Wahrscheinlich ist das Rollenvlies für den High-End-Vliesfilter, den ihr benutzt zu schnell voll und undurchlässig in meinem LOW-COST-Behälter, 
weil bei mir kein Vliestransport ausgeführt wird.
Ich sehe für mich und meinen LOW-COST-Behälter dann wohl eher einen Bedarf an
einer Qualitäts-Filterwatte. Das wäre das richtige. 
Dann erkundige ich mich nun zuerst einmal nach den Preisen und Liefergrößen bei den 
Aquaristik-Großhändlern.
Wenn ich euer Vlies einsetzen wollte, wäre ich auf Dein Angebot zurückgekommen.
Aber das macht dann nur Sinn, wenn man das dazugehörige Gerät hat.
Danke Dir und eurer Einkaufsgemeinschaft.

Grüße
tipit


----------



## maritim (26. Aug. 2010)

*AW: Vliese für Vliesfiter, Bezugsquellen , Einkaufsgemeinschaften & Erfahrungsaustaus*

ich schreibe hier weiter, weil es besser in den beitrag passt .die zitate sind aus dem *fred*
der liebe moderator olli.p und meine wenigkeit hatten den ganzen ot schon aus dem *fred* raus...... nicht das wir wieder alle, den fred  mit unnötigen ot  füllen.
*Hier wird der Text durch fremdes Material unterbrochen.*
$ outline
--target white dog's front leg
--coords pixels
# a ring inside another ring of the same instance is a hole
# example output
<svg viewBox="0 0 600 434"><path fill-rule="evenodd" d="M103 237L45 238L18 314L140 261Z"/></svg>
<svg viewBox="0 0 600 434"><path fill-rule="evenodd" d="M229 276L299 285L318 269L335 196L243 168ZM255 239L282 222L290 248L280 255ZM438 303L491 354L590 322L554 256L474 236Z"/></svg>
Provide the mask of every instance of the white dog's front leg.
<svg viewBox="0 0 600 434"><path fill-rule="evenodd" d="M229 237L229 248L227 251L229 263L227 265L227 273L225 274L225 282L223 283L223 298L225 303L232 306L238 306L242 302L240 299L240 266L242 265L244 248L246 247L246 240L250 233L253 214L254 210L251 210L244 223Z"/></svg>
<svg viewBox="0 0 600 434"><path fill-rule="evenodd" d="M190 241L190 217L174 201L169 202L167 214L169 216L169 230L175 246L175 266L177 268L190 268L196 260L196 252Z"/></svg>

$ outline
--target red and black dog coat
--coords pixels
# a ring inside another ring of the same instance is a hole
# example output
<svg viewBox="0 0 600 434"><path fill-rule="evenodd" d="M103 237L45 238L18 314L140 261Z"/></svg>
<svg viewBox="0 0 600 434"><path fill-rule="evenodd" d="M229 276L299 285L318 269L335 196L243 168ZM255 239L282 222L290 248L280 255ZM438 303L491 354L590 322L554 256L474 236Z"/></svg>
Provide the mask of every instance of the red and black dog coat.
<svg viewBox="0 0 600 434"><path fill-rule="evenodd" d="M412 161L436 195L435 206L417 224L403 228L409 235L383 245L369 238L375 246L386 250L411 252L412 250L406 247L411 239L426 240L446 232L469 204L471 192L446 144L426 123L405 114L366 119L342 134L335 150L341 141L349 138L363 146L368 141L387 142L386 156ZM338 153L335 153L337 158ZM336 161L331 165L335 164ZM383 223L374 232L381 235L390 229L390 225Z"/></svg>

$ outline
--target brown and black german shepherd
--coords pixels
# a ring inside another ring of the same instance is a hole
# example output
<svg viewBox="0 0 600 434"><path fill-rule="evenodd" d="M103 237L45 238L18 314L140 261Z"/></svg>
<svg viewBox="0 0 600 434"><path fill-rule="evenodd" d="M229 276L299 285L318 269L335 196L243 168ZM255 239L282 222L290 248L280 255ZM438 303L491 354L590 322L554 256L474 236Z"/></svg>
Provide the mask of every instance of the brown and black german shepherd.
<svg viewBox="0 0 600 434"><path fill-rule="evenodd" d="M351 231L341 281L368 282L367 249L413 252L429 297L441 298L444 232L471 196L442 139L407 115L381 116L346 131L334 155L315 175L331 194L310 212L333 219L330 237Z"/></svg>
*mein vorschlag an die moderatoren wäre, das die beiträge nr., 64 bis 69, 71,73,74,75,76 in den fred verschoben werden.*





Koi-Uwe schrieb:


> Also irgendwie ist die letzte Rolle nur so durch den Filter gerauscht  Ich halte von dem Nadelvlies aber auch überhaupt nix, nur das alte gibt es nicht mehr
> 
> 23 Tage ist echt zu wenig für eine Rolle, mal sehen ob ich im I-Net noch die alte Sorte aufstöbern kann, lieber etwas Schaum als alle 3 Wochen los und neues Vlies kaufen





Koi-Uwe schrieb:


> Was mir aufgefallen ist, die Rolle war schon Megaschlecht aufgewickelt, total schief. Vielleicht hast du recht.
> Mal sehen was die neue Rolle macht






Koi-Uwe schrieb:


> Meine letzte Rolle war wohl wirklich Fehlerhaft, gestern noch knapp 10 Meter, heute nur noch 5 Meter.





maritim schrieb:


> kann mir nur vorstellen, das die dir smartpondleute dir eine schlechte serie geschickt haben.
> die hatten auch mal große lieferschwierigkeiten beim neuen vlies....vielleicht haben sie zwischendurch mal ein minderwertiges vlies gekauft



hallo uwe,

kann dich "beruhigen", wie ich gestern und heute zufällig mitbekommen haben, bist du nicht der einzige der sonntagsrollen von smartpond bekommen hat.
von schief gewickelt bis schlechte vernadelung war alles dabei.
habe auch von jemanden den zwischenbericht bekommen, das zwischen unserem vlies und dem smartpond vlies welten liegen. der hat anscheint nur sonntags rollen erwischt.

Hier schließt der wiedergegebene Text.